Yeah, it's weird.  Back in March, I started building "The Collection".  Going through all my MP3s, and pretty much starting from scratch.  However many months/hours/gigs later, I've got like 90% of my songs at 320kps, 500x500 (or better) album art, and meticulous (thanks, Musicbrainz!) meta data.  Then Spotify happened, which doesn't really matter for me since they have maybe 60% of the stuff I listen to (no Tool?  No Zep?  No [insert band here they don't have]?) and you have to pay for mobile access.  
I just liked the idea that for every song I "fix", it's, like, done forever.  Archival quality (at least for an MP3), manicured meta-data, and appropriate album art.  That song is done.  But now, apparently, iTunes would have done it all for me.

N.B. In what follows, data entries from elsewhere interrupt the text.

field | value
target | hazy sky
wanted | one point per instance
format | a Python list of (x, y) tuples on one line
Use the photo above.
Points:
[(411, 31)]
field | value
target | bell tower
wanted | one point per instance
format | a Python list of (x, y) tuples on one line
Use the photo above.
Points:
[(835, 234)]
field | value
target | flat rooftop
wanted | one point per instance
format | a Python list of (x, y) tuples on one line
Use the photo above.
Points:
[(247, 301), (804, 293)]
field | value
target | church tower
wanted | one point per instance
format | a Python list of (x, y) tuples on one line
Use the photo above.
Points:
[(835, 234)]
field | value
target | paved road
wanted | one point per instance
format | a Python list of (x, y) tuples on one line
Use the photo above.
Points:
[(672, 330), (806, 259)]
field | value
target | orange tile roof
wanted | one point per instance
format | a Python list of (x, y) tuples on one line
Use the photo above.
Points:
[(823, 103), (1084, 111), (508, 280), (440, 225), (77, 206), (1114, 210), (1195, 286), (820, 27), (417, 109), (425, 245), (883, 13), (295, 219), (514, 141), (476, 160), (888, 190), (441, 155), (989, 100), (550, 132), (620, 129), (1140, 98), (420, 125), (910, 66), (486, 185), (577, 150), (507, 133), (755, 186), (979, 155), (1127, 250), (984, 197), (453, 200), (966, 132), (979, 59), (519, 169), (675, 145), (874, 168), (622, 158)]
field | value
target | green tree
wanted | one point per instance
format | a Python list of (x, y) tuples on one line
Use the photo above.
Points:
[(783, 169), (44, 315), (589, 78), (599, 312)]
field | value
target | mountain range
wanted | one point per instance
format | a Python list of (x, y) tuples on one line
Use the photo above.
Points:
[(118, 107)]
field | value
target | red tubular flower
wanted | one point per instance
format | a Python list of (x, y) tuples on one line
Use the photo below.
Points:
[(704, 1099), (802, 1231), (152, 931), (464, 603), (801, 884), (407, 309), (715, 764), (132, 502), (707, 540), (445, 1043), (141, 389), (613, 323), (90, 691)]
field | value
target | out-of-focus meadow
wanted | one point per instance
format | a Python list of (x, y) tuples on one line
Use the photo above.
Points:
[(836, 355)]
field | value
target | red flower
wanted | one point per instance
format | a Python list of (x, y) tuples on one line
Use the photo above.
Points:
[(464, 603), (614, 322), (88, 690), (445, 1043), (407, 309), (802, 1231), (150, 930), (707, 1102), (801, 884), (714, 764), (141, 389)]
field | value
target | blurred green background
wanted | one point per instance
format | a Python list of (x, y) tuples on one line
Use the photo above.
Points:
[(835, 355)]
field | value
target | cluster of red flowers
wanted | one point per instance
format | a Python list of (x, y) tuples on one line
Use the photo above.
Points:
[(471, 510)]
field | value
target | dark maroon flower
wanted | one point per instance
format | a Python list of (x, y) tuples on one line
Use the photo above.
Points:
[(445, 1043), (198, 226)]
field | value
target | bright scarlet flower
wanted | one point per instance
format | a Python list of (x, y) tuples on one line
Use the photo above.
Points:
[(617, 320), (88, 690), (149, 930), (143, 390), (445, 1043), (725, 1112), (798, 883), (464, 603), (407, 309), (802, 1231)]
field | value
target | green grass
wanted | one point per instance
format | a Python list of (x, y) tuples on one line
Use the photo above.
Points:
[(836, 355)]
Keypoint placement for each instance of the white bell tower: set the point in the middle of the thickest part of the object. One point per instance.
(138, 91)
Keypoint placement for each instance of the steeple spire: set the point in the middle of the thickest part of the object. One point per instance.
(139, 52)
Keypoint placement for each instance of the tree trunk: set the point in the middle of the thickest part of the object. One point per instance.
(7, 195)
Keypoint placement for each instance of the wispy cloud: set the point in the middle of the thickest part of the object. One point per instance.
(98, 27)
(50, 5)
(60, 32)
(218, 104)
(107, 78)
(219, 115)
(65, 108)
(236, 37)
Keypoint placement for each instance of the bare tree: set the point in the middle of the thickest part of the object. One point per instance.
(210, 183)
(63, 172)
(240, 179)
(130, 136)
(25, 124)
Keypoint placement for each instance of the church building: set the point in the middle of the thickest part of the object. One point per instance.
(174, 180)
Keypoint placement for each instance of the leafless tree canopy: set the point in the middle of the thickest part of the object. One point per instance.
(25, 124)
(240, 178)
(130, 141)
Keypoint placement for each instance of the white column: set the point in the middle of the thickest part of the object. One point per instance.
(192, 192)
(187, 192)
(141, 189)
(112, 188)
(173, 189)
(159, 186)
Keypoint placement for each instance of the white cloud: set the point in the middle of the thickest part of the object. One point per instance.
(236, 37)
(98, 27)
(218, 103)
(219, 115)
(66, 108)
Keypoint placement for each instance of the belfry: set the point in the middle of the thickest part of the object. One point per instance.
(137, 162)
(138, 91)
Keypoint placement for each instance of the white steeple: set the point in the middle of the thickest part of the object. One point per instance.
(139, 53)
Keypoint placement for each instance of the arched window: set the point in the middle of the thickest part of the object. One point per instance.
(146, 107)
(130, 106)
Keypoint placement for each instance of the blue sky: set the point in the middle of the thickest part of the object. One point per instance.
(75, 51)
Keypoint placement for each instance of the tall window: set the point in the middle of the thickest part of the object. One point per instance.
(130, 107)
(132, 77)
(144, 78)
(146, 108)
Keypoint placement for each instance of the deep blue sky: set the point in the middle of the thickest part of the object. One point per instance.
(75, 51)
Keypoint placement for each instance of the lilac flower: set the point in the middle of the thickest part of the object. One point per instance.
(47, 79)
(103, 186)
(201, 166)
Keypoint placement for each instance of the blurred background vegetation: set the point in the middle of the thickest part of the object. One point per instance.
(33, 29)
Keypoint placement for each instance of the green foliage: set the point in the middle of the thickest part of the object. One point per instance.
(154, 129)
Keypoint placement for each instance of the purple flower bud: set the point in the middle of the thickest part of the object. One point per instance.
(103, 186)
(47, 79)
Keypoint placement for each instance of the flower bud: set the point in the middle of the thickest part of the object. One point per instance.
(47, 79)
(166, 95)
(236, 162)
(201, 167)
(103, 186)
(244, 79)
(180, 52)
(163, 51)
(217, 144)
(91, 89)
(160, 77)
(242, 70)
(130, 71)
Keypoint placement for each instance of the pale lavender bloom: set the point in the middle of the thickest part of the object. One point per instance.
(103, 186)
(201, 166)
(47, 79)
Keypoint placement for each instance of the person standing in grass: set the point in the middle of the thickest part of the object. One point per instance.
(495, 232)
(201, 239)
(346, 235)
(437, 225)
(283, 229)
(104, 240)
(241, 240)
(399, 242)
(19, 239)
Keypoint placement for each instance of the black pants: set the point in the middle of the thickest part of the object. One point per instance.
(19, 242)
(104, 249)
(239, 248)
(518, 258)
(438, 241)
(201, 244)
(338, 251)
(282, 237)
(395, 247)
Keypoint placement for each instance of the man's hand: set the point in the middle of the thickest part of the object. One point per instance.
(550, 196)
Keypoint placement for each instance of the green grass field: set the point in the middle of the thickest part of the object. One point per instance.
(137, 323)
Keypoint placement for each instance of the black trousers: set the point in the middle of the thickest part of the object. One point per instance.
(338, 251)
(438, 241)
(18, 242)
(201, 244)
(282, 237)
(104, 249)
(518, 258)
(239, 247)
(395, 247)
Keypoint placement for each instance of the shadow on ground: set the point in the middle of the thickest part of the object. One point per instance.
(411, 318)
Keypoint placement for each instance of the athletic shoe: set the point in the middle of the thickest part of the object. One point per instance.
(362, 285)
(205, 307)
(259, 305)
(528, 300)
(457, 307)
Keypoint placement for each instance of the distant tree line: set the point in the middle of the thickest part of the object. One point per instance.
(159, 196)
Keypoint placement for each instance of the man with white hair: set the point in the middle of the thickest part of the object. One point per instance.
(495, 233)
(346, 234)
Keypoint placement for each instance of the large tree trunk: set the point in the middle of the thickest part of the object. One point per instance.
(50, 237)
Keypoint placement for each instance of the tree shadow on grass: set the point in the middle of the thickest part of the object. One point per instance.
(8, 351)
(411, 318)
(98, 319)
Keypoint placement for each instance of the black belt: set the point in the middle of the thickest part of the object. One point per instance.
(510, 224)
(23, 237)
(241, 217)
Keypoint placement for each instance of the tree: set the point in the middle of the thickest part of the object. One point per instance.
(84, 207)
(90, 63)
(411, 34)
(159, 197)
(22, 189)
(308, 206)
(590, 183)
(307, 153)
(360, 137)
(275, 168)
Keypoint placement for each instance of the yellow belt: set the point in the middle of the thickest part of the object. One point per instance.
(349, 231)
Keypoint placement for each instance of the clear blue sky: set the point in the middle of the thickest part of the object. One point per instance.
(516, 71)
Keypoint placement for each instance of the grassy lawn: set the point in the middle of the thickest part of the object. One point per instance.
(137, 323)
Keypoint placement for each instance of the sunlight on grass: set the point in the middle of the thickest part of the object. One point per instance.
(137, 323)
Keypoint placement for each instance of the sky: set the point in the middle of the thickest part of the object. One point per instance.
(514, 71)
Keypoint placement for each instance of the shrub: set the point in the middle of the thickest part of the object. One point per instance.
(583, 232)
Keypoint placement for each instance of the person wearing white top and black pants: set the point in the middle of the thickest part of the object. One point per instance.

I could have downloaded just any ol' 128kps encoded file with crap meta-data, used iTunes match, deleted the original, and re-downloaded the better version.
Still wondering if it's worth it for one year.  On the one hand, there are another 250-400 or so songs I need to clean up before I'm "done" with The Collection -- I'm not one of those people who "collects" music.  I really only want things I'm actually going to enjoy listening to, or have some other reason to have (like needing songs for a party mix or something).  Of course as time goes on, I'll want to add songs, but presumably doing it a dozen or so songs won't be as bad as the 1500+ I've cleaned up so far. 
So I have to decide if it's worth $25 for one year to have iTunes clean up those last songs for me.  It probably is, although a surprising percentage of the stuff I get isn't on iTunes, if not being able to download album art is any indication.
Sigh.  Decisions decisions.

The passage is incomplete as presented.